Pourtant, quitte à vouloir absolument gagner ses galons dans le répertoire italien plutôt que chez Wagner, la vocalité verdienne l’appelait naturellement. Après tout, la voix de Kaufmann n’est pas si éloignée que cela, par le placement et les couleurs, de celle d’Helge Roswaenge. Un Alvaro de La Forza del Destino l’avait montré enfin pleinement chez lui, presqu’autant qu’en son Werther. Mais Radamès, où les diseurs du temps passés ont laissé à jamais leurs empreintes, et Pertile son aigu stellaire ? Un Celeste Aida engorgé, à l’aigu plus poussé que lancé, fait craindre le pire à la quasi-ouverture du rideau, et il ne faut pas, pour le simple bel canto, sans parler de l’italien, lui confronter Bergonzi qui l’atomise en deux secondes.

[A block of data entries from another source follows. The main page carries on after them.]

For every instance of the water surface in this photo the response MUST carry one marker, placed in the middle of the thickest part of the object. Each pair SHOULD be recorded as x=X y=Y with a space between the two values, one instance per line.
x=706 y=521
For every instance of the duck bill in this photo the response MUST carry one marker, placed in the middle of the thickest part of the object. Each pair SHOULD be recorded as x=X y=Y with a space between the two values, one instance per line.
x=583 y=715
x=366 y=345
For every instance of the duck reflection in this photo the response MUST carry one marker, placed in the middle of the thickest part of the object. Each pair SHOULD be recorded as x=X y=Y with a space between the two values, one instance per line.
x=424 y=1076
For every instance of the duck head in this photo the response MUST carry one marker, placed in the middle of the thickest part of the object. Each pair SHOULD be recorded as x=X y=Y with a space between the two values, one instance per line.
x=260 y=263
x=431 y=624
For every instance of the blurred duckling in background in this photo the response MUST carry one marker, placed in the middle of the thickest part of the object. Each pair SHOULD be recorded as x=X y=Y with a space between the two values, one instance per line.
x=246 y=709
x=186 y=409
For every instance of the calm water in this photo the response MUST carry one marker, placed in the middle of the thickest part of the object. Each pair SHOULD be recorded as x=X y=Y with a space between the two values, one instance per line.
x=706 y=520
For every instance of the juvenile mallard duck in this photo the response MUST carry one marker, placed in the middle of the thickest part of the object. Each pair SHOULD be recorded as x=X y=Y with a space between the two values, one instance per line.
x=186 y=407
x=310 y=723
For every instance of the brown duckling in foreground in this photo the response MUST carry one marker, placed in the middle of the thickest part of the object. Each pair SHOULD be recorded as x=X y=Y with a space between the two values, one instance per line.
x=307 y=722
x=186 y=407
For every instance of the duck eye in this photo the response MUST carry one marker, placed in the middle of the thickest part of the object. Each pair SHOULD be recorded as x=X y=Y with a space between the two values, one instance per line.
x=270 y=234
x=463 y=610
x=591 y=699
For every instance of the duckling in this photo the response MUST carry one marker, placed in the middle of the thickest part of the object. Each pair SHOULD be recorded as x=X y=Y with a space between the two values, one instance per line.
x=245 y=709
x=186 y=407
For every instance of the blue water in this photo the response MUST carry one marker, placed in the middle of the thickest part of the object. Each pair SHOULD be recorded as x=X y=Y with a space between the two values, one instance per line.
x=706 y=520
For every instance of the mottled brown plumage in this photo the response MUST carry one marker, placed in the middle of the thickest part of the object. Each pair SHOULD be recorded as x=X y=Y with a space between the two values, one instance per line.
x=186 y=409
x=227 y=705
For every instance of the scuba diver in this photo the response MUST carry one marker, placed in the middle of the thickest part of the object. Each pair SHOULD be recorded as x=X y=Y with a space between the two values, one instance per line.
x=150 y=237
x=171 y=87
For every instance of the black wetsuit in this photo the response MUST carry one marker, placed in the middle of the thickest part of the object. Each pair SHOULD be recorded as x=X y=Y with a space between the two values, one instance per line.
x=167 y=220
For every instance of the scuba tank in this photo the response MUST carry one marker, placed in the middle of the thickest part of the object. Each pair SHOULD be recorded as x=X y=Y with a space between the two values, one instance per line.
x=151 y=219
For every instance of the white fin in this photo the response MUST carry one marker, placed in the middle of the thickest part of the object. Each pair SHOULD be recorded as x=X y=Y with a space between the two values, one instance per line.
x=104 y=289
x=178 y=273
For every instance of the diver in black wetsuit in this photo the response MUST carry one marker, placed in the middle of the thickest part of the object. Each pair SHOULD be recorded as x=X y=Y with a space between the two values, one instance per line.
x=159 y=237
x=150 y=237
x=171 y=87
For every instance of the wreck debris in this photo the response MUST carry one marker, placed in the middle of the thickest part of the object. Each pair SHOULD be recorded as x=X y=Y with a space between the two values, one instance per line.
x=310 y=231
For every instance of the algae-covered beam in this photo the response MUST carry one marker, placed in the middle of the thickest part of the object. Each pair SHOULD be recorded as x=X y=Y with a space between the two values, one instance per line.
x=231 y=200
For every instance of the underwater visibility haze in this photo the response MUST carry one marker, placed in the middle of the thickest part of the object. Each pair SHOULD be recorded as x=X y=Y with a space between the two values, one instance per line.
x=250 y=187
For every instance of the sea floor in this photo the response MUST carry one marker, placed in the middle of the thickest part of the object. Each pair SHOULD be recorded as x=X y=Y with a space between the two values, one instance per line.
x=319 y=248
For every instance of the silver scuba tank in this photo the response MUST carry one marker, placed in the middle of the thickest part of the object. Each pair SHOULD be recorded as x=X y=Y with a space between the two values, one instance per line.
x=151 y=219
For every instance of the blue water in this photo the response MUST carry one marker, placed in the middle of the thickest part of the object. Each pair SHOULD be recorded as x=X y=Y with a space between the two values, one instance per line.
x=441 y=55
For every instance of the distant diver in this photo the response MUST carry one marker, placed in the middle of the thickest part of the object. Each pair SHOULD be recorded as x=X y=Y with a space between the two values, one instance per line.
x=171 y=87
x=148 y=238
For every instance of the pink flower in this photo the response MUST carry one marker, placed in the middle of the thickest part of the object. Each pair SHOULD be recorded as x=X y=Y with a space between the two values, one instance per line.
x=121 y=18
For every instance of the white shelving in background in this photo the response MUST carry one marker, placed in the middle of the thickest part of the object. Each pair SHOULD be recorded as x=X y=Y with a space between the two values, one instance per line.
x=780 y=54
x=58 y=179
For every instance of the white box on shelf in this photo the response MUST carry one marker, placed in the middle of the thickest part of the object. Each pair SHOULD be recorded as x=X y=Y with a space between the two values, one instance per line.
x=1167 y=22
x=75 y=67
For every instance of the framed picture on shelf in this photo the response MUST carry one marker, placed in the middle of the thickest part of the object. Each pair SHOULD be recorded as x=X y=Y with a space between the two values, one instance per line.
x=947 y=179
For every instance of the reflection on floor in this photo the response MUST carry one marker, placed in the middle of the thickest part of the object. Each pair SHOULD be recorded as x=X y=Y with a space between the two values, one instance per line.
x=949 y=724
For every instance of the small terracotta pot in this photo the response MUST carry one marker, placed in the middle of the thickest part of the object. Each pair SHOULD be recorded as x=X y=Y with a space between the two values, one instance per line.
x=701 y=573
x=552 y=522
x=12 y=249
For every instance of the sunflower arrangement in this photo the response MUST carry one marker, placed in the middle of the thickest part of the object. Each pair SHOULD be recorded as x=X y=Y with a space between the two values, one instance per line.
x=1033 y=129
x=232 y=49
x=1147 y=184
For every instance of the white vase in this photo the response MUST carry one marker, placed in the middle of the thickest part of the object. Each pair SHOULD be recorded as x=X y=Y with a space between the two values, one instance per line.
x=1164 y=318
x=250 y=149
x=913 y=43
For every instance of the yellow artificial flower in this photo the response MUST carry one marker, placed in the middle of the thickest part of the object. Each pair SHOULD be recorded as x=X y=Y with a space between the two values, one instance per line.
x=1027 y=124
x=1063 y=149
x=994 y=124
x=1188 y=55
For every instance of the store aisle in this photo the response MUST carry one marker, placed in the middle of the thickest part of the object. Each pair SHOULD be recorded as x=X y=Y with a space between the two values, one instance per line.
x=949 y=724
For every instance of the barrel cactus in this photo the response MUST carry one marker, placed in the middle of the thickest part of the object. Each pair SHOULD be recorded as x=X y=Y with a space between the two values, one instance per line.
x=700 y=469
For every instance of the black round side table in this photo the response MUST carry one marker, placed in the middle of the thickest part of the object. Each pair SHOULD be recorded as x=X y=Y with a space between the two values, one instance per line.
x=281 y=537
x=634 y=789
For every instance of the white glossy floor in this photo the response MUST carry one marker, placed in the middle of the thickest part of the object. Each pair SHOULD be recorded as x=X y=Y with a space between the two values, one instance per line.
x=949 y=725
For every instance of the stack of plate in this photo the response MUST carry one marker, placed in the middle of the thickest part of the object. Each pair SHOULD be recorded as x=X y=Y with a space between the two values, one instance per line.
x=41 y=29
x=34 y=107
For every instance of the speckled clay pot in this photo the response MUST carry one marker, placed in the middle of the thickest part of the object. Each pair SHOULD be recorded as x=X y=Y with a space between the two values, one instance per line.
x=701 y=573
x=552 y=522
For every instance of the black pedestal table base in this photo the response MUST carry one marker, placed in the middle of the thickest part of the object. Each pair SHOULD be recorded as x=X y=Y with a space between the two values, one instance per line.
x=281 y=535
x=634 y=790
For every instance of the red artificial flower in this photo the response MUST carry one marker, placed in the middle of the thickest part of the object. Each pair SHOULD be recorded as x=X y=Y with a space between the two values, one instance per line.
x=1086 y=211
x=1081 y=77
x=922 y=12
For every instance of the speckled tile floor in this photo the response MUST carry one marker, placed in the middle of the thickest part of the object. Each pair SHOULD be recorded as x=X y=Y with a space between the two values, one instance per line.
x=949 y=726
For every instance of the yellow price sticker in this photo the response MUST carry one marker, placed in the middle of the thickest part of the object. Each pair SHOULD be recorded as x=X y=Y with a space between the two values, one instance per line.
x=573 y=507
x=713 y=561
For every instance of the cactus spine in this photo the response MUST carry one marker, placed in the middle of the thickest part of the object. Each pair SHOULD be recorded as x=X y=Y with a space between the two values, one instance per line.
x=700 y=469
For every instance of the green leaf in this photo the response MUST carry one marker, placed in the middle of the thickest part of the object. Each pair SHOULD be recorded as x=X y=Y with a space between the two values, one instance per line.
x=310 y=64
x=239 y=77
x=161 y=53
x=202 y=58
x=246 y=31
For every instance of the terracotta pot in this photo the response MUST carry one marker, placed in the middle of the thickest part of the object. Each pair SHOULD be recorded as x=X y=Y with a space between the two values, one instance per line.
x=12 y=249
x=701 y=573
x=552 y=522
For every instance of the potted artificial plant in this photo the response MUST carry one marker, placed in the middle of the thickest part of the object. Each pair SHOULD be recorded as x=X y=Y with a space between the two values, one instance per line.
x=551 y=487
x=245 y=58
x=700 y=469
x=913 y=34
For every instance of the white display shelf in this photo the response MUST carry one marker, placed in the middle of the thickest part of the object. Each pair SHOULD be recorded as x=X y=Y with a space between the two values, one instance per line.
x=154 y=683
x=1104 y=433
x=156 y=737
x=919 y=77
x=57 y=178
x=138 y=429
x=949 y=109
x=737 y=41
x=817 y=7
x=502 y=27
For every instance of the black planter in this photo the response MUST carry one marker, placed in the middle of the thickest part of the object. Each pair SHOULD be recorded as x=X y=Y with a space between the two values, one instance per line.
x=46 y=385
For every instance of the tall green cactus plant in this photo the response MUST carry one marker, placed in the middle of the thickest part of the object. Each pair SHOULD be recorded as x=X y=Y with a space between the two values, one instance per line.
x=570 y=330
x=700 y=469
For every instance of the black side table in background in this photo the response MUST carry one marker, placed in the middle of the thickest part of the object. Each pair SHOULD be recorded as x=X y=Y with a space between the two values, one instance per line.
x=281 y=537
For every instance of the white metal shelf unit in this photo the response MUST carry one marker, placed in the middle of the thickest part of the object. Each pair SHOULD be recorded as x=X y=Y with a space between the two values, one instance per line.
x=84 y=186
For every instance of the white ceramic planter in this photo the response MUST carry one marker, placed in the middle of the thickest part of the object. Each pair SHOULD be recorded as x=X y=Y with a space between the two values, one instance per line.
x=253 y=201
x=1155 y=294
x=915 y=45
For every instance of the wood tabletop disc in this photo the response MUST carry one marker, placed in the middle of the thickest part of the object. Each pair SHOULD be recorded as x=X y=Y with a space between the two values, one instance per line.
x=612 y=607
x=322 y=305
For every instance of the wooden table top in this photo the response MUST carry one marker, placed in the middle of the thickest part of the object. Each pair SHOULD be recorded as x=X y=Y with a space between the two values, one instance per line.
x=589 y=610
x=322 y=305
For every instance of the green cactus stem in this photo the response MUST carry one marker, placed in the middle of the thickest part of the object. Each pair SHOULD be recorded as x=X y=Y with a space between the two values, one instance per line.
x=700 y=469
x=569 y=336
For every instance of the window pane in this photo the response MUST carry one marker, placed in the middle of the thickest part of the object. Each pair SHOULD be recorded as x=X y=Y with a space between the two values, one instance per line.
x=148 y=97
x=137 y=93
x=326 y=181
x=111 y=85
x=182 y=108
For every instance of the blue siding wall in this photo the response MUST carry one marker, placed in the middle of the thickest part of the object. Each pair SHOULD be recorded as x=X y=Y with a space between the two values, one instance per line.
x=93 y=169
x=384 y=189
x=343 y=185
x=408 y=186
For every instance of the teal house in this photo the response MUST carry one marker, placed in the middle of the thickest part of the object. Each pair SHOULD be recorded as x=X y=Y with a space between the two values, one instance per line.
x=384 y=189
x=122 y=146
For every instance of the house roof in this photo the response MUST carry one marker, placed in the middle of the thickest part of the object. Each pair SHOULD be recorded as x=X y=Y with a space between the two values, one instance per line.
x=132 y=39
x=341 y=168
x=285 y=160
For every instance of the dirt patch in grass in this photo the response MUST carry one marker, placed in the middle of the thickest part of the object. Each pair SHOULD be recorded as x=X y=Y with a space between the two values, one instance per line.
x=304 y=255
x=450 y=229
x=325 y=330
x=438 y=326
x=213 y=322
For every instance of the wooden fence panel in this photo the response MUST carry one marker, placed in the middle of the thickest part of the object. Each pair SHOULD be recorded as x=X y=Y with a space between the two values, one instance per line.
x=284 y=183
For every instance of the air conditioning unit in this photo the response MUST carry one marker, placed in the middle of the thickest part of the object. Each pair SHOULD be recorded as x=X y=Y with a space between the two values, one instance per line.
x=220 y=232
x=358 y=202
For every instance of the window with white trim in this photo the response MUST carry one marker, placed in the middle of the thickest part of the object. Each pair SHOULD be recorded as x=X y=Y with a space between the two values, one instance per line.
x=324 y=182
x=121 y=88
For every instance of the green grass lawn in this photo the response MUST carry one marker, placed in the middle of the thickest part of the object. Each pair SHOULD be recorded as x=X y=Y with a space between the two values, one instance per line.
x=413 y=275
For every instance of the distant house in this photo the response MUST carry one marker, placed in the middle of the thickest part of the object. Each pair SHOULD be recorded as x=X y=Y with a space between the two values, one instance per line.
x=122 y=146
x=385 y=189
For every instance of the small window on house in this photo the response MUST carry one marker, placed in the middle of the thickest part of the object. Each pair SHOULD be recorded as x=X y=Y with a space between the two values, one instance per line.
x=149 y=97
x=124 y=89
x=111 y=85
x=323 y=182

Pourtant, à mesure que le drame se déroule, il investit son Radamès, composant un personnage justement parce que le chant de son héros lui est rebelle : dans la scène finale de l’emmurement, il sera simplement bouleversant.

Vous l’aurez compris, ce n’est pas lui qui fera le prix de cette nouvelle Aida, ni l’Amneris flamboyante d’Ekaterina Semenchuk qui machouille son italien, mais bien l’héroïne qui nomme l’opéra : Anja Harteros s’éclate en fille de l’éthiopien, sublime de violence, un volcan et un prodige vocal comme le chant verdien ne l’espérait plus.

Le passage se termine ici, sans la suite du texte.